IMPONDERABLES



This process may be continued for a considerable time, emptying the water and refilling the container with fresh water and algae; but so long as drops of water have been left on the edges of the container, there is sufficient copper in an imponderable state to kill the algae. This process will continue almost indefinitely unless the container is wiped dry before refilling, when the destructive action ceases. (Homoeopathic Recorder, Feb. 1932).

The limit of the divisibility of matter, or perhaps it should be said, the limit of the supposed divisibility of matter, is being ever pushed upwards.

Prof. Carl Oppenheimer, of Berlin, and Herman Junker, of Hamburg, in their experiments with very weak solutions of metallic salts have made some interesting discoveries. Solutions so weak that they cannot contain any molecules, nevertheless are able to affect the rate of growth of protozoa. The rate of concentration is one part of metallic salt to ten sextillion of the diluting menstrum, or written homoeopathically, the 22x.

In the matter of rhus poisoning without there having been any contact with the rhus plant itself, there is evidence in such abundance as to the truth of these observations that it is well established. I quote from H.C. Allen in the I.H.A. Transactions for 1901:.

A very sensitive friend of mine, is particularly sensitive to the action of Rhus rad., and its poisonous influence is particularly virulent during a damp spell of weather. Although there was a distance of at least ten feet between him and the plant, he was poisoned severely, so that he was confined to his room six weeks. Another patient was poisoned by Rhus on the 4th of July while fishing. On the 5th of July at 12:30 a.m., he was attacked by intense itching and burning of the upper lip and nose.

In a few hours his face was so swollen that he could not open his mouth and the nostrils were closed. Every 5th of July at 12:30 a.m. for four years, he would have that characteristic burning and itching. What was the size of the dose that caused this permanent effect? The dose was imponderable, invisible, tasteless, impalpable, and yet there was the positive effect that none but a blind man could avoid seeing.
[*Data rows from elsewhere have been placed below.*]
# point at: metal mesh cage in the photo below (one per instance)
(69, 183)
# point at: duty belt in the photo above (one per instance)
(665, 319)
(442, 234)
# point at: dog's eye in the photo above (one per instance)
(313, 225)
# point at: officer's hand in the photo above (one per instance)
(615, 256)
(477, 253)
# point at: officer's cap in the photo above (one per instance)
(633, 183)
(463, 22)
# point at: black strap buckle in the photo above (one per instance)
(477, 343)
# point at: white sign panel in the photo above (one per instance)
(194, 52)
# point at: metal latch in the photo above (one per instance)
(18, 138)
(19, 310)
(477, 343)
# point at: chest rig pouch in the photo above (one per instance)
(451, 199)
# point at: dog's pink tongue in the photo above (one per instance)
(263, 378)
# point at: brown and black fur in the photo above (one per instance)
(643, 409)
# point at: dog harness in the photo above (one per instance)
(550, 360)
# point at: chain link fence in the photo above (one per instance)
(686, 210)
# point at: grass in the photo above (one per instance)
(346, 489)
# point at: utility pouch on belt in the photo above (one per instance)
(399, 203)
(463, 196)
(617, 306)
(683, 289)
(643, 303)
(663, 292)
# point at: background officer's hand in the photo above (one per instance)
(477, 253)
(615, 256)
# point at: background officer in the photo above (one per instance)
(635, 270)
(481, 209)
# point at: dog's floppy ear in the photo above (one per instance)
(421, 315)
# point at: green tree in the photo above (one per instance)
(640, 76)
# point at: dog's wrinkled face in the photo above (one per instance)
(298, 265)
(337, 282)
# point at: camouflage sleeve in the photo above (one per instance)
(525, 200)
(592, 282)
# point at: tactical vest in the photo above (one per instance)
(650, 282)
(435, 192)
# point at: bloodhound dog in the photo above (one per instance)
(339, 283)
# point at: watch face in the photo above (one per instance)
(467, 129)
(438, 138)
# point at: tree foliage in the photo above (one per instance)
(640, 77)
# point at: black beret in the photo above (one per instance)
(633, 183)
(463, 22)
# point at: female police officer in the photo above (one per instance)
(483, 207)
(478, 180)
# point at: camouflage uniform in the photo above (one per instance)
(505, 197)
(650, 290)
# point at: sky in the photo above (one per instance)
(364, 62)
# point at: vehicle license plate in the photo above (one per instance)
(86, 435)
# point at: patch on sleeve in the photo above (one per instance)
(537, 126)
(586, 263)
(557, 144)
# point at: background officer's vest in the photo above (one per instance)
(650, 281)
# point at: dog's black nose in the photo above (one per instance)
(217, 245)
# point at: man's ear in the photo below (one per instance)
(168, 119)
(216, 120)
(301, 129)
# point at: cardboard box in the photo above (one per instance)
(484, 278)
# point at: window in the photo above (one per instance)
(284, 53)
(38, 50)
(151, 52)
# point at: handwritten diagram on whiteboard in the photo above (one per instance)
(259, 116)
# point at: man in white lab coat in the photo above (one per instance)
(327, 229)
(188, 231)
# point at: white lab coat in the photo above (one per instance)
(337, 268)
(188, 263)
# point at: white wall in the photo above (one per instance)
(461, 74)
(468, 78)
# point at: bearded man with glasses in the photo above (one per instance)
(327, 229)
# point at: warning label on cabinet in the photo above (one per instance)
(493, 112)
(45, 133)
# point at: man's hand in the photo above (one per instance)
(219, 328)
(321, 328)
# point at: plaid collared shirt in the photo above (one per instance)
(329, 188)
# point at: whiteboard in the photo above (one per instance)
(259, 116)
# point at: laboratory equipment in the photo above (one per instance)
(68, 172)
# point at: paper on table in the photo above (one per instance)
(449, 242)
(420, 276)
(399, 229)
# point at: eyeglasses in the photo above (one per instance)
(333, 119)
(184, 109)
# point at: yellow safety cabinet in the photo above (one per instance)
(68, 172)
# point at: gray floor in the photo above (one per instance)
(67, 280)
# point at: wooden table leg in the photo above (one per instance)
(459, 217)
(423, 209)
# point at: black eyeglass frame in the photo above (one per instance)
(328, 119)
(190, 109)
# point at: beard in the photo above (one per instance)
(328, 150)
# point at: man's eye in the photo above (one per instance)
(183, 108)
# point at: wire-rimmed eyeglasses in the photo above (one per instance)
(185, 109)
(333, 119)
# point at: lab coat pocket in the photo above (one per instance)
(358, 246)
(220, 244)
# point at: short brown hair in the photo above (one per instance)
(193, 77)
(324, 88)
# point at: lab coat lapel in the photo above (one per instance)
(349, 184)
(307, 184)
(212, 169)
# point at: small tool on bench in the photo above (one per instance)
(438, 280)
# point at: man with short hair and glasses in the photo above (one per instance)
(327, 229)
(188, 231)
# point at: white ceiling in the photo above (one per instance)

Further, in the same volume, there are cited the experiments of Darwin, showing that the one thirty millionth of efficient matter when absorbed by a gland of Drosera transmitted a motor impulse down the length of the tentacle.

A gold coin was put into a glass of water and allowed to stand for 24 hours. This water was given in tablespoonful doses three times a day; there were five experimenters, scientists, not medical men. At the end of a month they compared results and published them, and lo! and behold! it simply verified Hahnemanns proving of Aur. met. Gold is an insoluble metal according to science, and because it cannot be explained, science will not believe this.

There are also records of salivation having been produced by placing a salt of mercury in a tightly corked bottle and hiding it beneath the patients pillow.

Science is slow to accept what she cannot explain; and how can these phenomena be explained on her material basis? Even that tiny particle called the “atomerg” can push upward the accepted limit of the division of matter a comparative trifle.

But when we turn to The Chronic Diseases of Hahnemann and read that “homoeopathic dynamizations are the true awakening of the medicinal properties, latent in the natural bodies during their crude state, which then are enabled to act almost spiritually upon our life, that is, upon our sentient and irritable fibre”, then should we not conclude that our high and highest potencies are something real on their own plane, and not figments of our imagination; that they have individual substance and activity, just as truly as does the vital force; and that though imponderable, invisible, tasteless and intangible, still they move and have being in their own world, and affect the world of gross matter only as that which is vital affects that which is of itself dead. To the philosopher divisibility is infinite, because to him all things have their origin in the Infinite.

DISCUSSION.

DR. CHARLES L. OLDS: I should like to have an expression on the point I brought up about the force being transferred to something else.

DR. A. H. GRIMMER: I think you can tell it, doctor, better than any of the rest of us.

This is a very valuable paper in many ways. It brings out the idea of the continuous effects of our potencies as they step higher and higher up to the menstrum of alcohol or sugar of milk, and the idea that by contact this material imparts its energy. There is no end to what that is. As far as we know there could be no end to that divisibility, that ability of the medicine to impart its energy to new menstrums. It is something like what we recently heard of from the astronomers. They have discovered carbon dioxide planted in Venus, through the medium of the reflected light of the sun passing through the Venusian atmosphere, and they are able to tell that Venus now has carbon dioxide. These potencies are probably much along those same lines, merely something that is imparted by contact with this force or energy.

Is that what you wanted to bring out?.

If you give a new remedy when not needed, you spoil your case. Never prescribe for a moving image; wait till it rests. It is your duty to understand before you attempt to do. J. T. KENT, M.D.